La varesinità non è nemmeno un diritto di nascita, ma è questione di cuore: conosco persone che in questa città sono nate eppure ne parlano con atteggiamento di sprezzante sufficienza ed ho amici che provengono da altre regioni d’Italia o dall’estero e amano i nostri luoghi, ne raccontano con entusiasmo le bellezze naturali e si sentono a proprio agio qui come nella loro terra d’origine.
Ancor più inaccettabile è pensare alla varesinità come ad una presunta categoria morale: noi siamo nel giusto, gli altri (che di volta in volta sono cambiati e prima erano i meridionali, poi sono diventati gli abitanti dell’Europa orientale e ora si sono aggiunti gli immigrati extracomunitari) decisamente meno. Lo dico perché proprio di recente una signora della nostra città mi ha detto esplicitamente che dovremmo rifiutarci di dare anche solo un piatto di minestra agli stranieri in fila davanti alla mensa dei poveri perché, passando, lei vede che tutti hanno il cellulare. Forse che la varesinità ci dà il diritto di vivere con i nostri cari, mentre un ragazzo povero e lontano dalla propria terra, per avere diritto alla fraterna accoglienza, deve rinunciare a tenere vicini al cuore, con una telefonata magari una volta alla settimana, una mamma, una moglie o dei bambini?

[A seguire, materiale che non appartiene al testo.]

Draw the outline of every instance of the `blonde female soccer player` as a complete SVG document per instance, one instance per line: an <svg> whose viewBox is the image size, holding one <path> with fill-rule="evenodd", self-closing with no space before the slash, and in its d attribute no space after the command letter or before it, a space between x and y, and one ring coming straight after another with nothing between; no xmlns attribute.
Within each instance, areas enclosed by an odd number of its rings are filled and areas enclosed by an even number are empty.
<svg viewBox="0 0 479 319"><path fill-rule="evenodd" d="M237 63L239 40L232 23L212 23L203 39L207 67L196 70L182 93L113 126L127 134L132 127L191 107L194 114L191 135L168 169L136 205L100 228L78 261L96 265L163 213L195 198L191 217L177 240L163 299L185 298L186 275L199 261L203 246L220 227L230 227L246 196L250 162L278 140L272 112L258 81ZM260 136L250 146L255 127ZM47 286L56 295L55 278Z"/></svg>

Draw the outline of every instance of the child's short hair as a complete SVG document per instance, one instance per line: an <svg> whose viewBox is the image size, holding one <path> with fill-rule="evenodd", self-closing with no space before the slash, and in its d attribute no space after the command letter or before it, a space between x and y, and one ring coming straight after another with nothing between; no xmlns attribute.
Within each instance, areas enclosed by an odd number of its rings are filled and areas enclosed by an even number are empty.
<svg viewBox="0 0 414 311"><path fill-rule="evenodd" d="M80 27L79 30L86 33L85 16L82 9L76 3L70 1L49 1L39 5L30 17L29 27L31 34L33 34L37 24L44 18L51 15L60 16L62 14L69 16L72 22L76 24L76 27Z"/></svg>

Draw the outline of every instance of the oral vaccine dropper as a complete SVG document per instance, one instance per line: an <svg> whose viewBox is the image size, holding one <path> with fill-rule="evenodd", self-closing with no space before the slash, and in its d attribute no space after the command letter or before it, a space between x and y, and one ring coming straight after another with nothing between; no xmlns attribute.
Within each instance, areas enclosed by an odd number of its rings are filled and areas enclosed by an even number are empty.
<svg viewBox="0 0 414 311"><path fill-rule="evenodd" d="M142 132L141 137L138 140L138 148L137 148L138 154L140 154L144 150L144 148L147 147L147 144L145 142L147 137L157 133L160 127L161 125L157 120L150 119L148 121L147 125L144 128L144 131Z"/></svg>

La stessa politica ha fatto leva sulla difesa del territorio locale dai “latrocini” della politica nazionale. Allora la varesinità consiste nel fatto che la nostra, assieme a Bergamo, è la città in cui si pagano più tasse, oppure che il nostro comune, come tutti, sia soffocato dal forte dimagramento delle risorse statali, in atto fin dal precedente governo senza che i difensori del territorio abbiano posto dei limiti alle riduzioni agli enti locali? O magari sta nell’avere tacitamente lasciato per almeno due decenni di amministrazione cittadina che Varese sia collegata al capoluogo di regione con infrastrutture antiquate, mentre una metropolitana leggera, al posto di progetti faraonici, sarebbe più utile per tutti e risponderebbe a buona parte dei problemi del trasporto?
Credo sia più dignitoso ridare respiro al senso di appartenenza e di identità e lasciare che ognuno li viva in modo soggettivo. Non sono dei limiti geografici, fissati sulle carte, a definire il sentirsi parte o meno di una comunità e della sua cultura, ma è il respiro familiare delle persone, dei luoghi, dei ricordi e del pensare comune.
Né il luogo di nascita e ogni presunto pedigree generazionale rendono innato il bene per la terra madre, come dovremmo in fondo chiamare quella nella quale siamo più veri e che amiamo.
Si appartiene a un territorio rispettandone il passato, avendone a cuore il presente, pensandone il futuro e valorizzando la ricchezza che ognuno porta con sé, indipendentemente da dove provenga.